Я ведь у вас пяток лет на фабричке поработал в пимокатах. Одних штрафов, которые вы с меня брали, хватило бы, чтобы такую музыку купить.
— Не помню. Такого у себя не помню.
— А я лицом шибко с тех пор переменился, — сказал насмешливо Утев.
— То есть как?
— А вот так. Меня ваш племянничек в чан, где шерсть парилась, сунул за упрек, что глину велят замешивать в шерсть для солдатских валенок. Ну, шкура и облезла. А теперь новая выросла. И ухи новые. Тогда были бараньи, а теперь человечьи. Понятно?
Подперев могучим плечом рояль, рабочий отвернул ножку, передал ее Тиме.
— Хорошая работа! Гладкая. Ты ноги с него не как поленья клади, а, чтобы не побились, сеном проложи.

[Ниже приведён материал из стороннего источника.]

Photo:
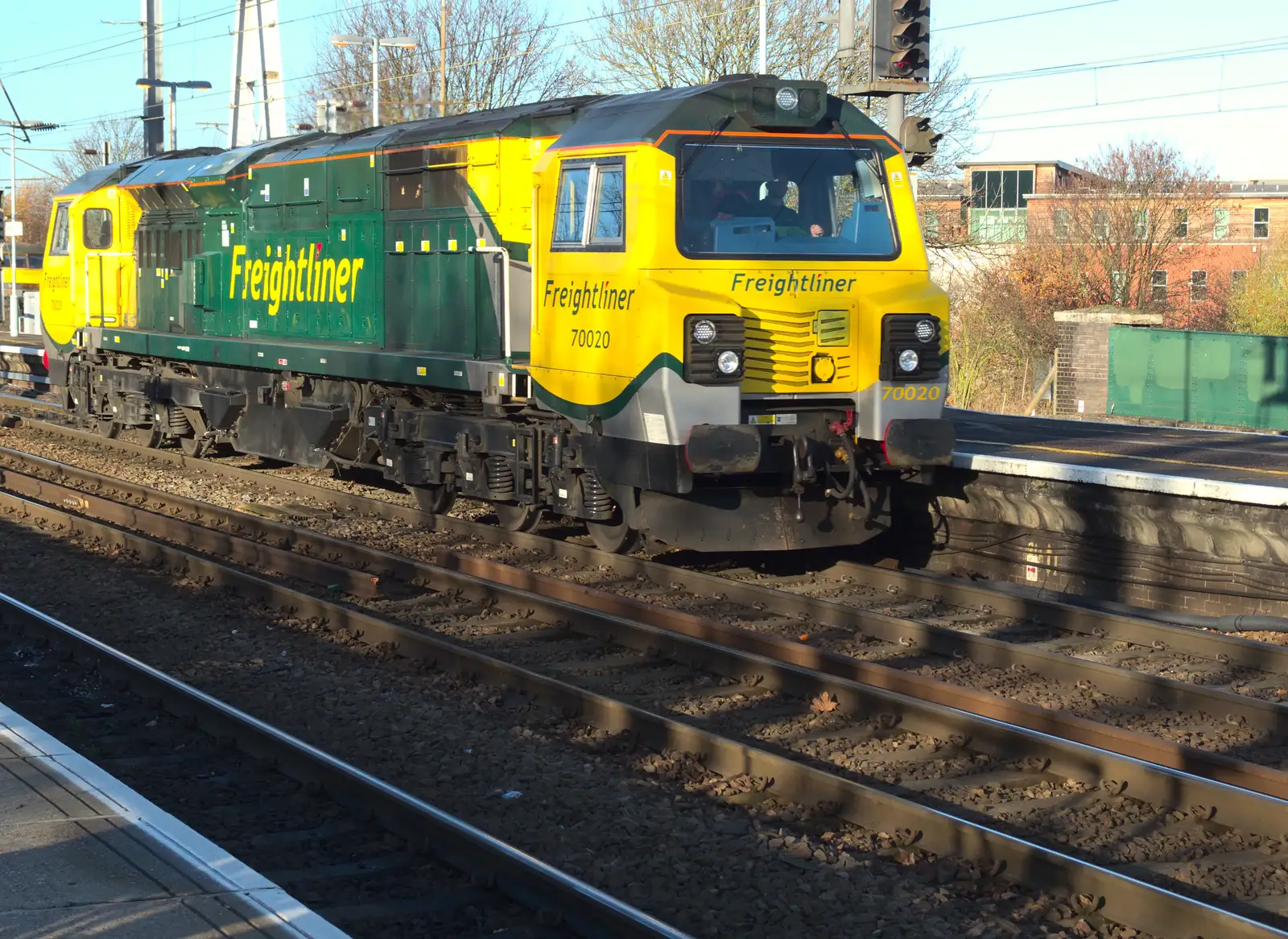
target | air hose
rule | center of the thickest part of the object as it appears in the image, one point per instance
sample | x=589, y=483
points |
x=1233, y=623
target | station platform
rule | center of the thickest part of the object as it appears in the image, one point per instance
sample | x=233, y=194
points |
x=81, y=854
x=1224, y=465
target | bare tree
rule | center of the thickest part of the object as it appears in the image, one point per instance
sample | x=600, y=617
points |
x=124, y=139
x=499, y=53
x=1125, y=219
x=639, y=45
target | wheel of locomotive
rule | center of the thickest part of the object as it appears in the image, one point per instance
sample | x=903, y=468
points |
x=148, y=436
x=517, y=518
x=436, y=500
x=192, y=446
x=615, y=537
x=105, y=427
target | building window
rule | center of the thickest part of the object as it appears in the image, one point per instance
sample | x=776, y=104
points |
x=592, y=208
x=931, y=225
x=1260, y=223
x=1141, y=225
x=1100, y=225
x=1118, y=285
x=1062, y=225
x=1198, y=286
x=1158, y=286
x=1220, y=225
x=1000, y=204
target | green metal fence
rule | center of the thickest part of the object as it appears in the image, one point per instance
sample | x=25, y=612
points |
x=1208, y=378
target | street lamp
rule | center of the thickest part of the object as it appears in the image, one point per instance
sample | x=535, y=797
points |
x=14, y=126
x=173, y=85
x=392, y=41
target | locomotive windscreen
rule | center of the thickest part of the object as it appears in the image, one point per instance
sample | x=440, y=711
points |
x=782, y=200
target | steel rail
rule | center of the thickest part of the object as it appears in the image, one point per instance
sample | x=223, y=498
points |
x=1214, y=647
x=366, y=567
x=502, y=584
x=585, y=910
x=1113, y=894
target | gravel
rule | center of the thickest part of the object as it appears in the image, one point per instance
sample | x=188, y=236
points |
x=654, y=829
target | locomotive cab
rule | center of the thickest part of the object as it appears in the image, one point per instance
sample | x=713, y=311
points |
x=740, y=318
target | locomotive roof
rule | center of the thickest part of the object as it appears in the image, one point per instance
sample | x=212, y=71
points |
x=734, y=105
x=660, y=118
x=167, y=168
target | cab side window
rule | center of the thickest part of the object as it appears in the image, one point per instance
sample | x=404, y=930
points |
x=61, y=241
x=590, y=214
x=97, y=228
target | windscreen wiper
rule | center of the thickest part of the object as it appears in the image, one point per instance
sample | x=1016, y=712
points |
x=866, y=154
x=715, y=131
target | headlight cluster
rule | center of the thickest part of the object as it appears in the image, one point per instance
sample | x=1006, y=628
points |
x=712, y=350
x=910, y=347
x=704, y=331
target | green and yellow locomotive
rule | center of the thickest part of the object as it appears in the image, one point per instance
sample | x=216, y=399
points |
x=701, y=315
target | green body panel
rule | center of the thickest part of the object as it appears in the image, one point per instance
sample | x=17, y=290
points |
x=353, y=362
x=615, y=405
x=1210, y=378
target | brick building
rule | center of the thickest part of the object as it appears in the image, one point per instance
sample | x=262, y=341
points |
x=997, y=202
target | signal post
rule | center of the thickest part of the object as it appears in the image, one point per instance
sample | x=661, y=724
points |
x=898, y=47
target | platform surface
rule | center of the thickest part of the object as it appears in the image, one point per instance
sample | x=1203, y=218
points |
x=1216, y=464
x=81, y=854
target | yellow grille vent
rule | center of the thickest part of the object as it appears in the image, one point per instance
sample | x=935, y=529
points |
x=832, y=326
x=779, y=352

Рабочие бережно вынесли рояль на улицу и положили на розвальни. Парусиновый чехол от рояля Кобрин решительно отказался отдать. Смяв в охапку и прижимая его к груди, он заявил с отчаянием:
— Только через мой труп! — И поспешно добавил: — В ордере про чехол ничего не сказано. А вы, я знаю, на штаны себе изрежете.
— Эх ты, брюхоногая! — с сожалением сказал Утев и, сняв полушубок, накрыл им рояль, потом вопросительно посмотрел на рабочих. Те молча стали снимать с себя:
один — стеганую кацавейку, другой — поддевку, третий — татарский азям. — Ну, — приказал Утев Тиме, — поезжай потихоньку, да смотри полегче на ухабах: вещь нежная. А мы вперед рысью, не ровен час, прохватит морозец, и, низко натянув папаху, засунув руки в карманы штанов, зашагал по тротуару, не оглядываясь.

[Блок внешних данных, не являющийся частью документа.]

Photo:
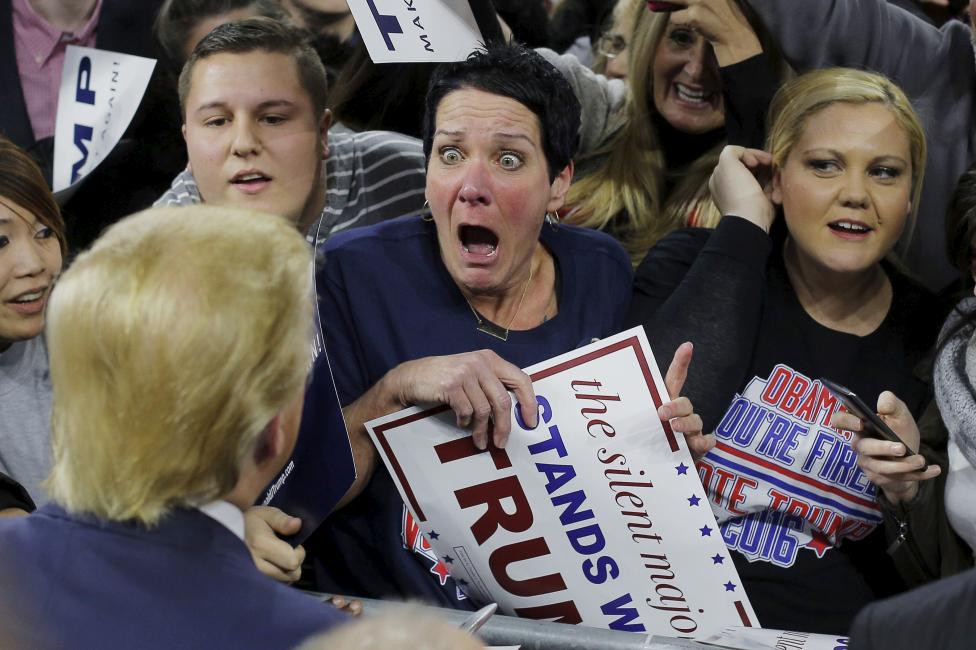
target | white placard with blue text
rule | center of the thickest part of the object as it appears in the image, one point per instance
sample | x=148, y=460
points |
x=416, y=30
x=100, y=92
x=595, y=517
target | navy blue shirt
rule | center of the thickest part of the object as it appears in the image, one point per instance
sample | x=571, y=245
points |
x=386, y=298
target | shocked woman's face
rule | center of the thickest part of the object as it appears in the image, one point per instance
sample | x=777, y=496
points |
x=686, y=82
x=30, y=261
x=488, y=188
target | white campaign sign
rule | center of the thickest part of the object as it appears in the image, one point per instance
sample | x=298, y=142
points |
x=100, y=92
x=596, y=517
x=416, y=30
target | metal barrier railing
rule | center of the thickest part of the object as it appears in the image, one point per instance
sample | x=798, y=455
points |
x=503, y=630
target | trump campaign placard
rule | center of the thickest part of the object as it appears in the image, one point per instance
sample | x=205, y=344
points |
x=596, y=516
x=100, y=92
x=416, y=30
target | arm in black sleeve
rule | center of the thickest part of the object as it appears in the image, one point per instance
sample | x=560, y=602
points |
x=707, y=289
x=13, y=495
x=748, y=87
x=923, y=544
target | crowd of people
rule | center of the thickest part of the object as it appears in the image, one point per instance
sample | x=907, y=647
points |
x=779, y=191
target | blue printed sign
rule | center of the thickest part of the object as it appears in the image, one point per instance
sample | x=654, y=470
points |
x=99, y=95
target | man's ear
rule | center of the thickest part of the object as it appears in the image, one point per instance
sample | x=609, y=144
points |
x=776, y=195
x=271, y=442
x=559, y=188
x=183, y=131
x=324, y=123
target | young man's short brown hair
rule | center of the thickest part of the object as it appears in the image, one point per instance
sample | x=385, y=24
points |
x=267, y=35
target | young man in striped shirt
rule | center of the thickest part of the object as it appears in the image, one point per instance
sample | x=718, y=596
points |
x=258, y=135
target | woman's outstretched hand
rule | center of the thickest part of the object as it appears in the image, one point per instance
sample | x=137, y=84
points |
x=679, y=411
x=723, y=24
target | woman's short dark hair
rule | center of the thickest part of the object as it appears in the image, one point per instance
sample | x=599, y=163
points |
x=177, y=19
x=521, y=74
x=22, y=182
x=266, y=35
x=961, y=224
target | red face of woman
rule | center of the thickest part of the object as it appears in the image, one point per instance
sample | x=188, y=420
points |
x=846, y=187
x=488, y=188
x=30, y=261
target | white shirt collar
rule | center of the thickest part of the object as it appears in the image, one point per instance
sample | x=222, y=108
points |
x=227, y=514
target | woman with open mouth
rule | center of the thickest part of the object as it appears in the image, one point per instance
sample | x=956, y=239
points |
x=32, y=245
x=445, y=308
x=777, y=304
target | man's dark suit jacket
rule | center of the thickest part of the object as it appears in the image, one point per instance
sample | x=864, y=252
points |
x=938, y=615
x=80, y=582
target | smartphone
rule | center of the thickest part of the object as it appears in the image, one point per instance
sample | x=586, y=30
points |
x=874, y=426
x=663, y=6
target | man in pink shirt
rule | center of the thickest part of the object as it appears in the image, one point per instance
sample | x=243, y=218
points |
x=43, y=29
x=34, y=35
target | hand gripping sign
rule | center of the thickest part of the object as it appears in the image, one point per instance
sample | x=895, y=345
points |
x=596, y=516
x=100, y=92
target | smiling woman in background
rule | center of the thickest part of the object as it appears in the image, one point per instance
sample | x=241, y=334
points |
x=649, y=146
x=32, y=246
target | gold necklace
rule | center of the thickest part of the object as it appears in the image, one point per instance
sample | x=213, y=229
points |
x=489, y=328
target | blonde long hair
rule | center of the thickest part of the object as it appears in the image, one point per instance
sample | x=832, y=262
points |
x=624, y=194
x=174, y=341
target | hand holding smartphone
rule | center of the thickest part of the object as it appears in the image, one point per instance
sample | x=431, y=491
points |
x=874, y=426
x=663, y=6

— Грабители! — крикнул с парадного крыльца Кобрин и с силой захлопнул за собой дверь.
Кончился теплый снегопад, и вместо него потекла с неба едкая, леденящая стужа. Васька, словно искупавшись в соленом озере, покрылся белым инеем, а на отвислой нижней губе его висели сосульки. В светло-зеленом небе торчала белесая изогнутая осьмушка луны, а багровое солнце провалилось в темно-синюю таежную чащу, и цинкового цвета тени ложились на белый, словно изнанка яичной скорлупы, снег. Чем ниже опускалось солнце, тем гуще оно краснело, и тем синее становились тени, и снег меркнул, словно покрываясь пеплом. А стужа все сильнее плескала в лицо голубым огнем и стискивала пальцы ног и рук ледяными клещами.
Васька, с трудом перебирая изношенными, широкими, как глиняные миски, копытами, вытянув шею, казалось, вот-вот от натуги вылезет через хомут, как сквозь оконную прорезь. Сани, пропахивая снежную целину, оставляли за собой широкую борозду.

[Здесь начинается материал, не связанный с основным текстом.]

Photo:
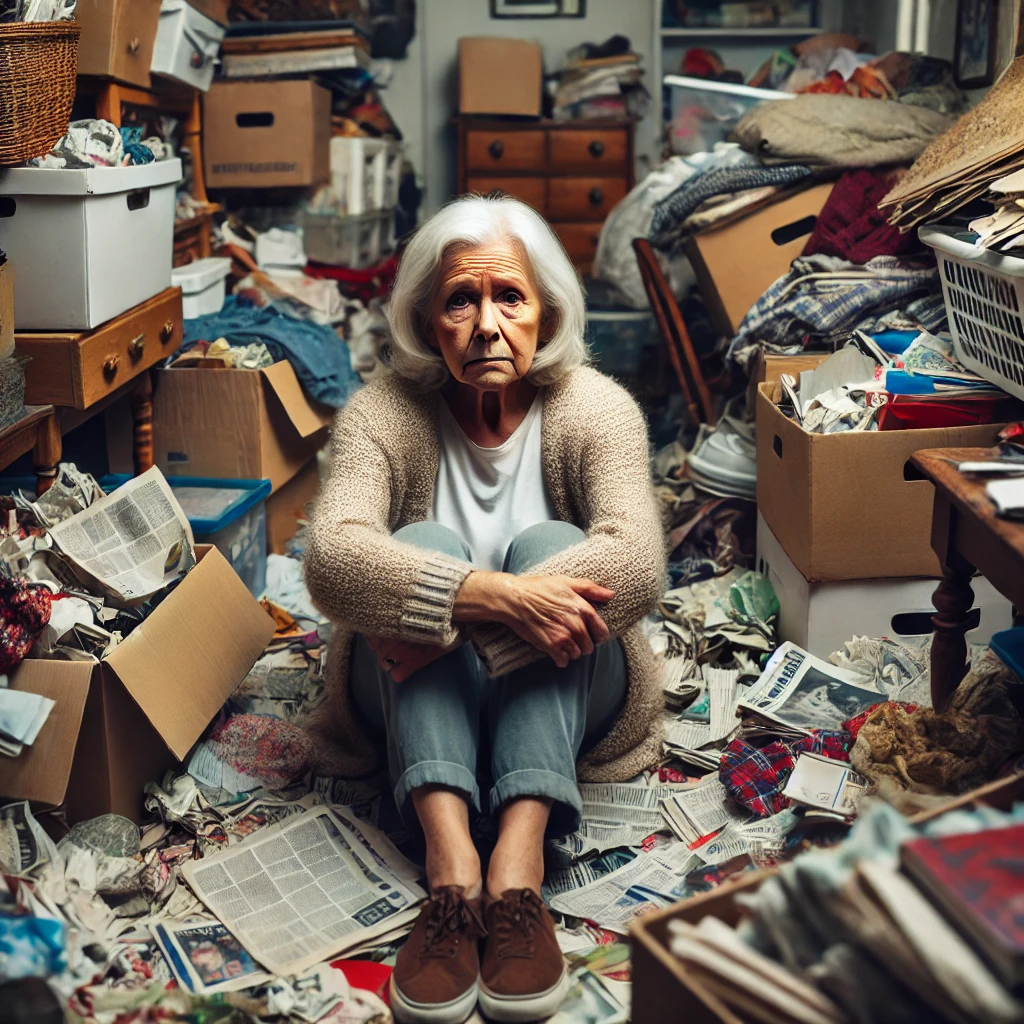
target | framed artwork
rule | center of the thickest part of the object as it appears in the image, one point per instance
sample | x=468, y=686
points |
x=974, y=57
x=538, y=8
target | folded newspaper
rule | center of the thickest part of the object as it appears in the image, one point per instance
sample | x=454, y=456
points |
x=304, y=890
x=798, y=692
x=131, y=544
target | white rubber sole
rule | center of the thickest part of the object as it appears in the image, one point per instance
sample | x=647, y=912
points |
x=537, y=1007
x=454, y=1012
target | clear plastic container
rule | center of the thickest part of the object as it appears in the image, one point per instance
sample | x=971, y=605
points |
x=705, y=112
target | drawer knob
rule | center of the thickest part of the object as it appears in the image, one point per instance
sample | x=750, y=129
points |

Тима, проваливаясь в снег выше колен, брел рядом с конем и уговаривал жалостным голосом:
— Ничего, Васька, ничего! Дальше дорога глаже будет. Только ты дыши ровнее, не волнуйся. Я тут с тобой.
Смотри только себе под ноги.
Больше всего Тима тревожился о спуске между Дворянской, теперь Красногвардейской, и большой Ямской.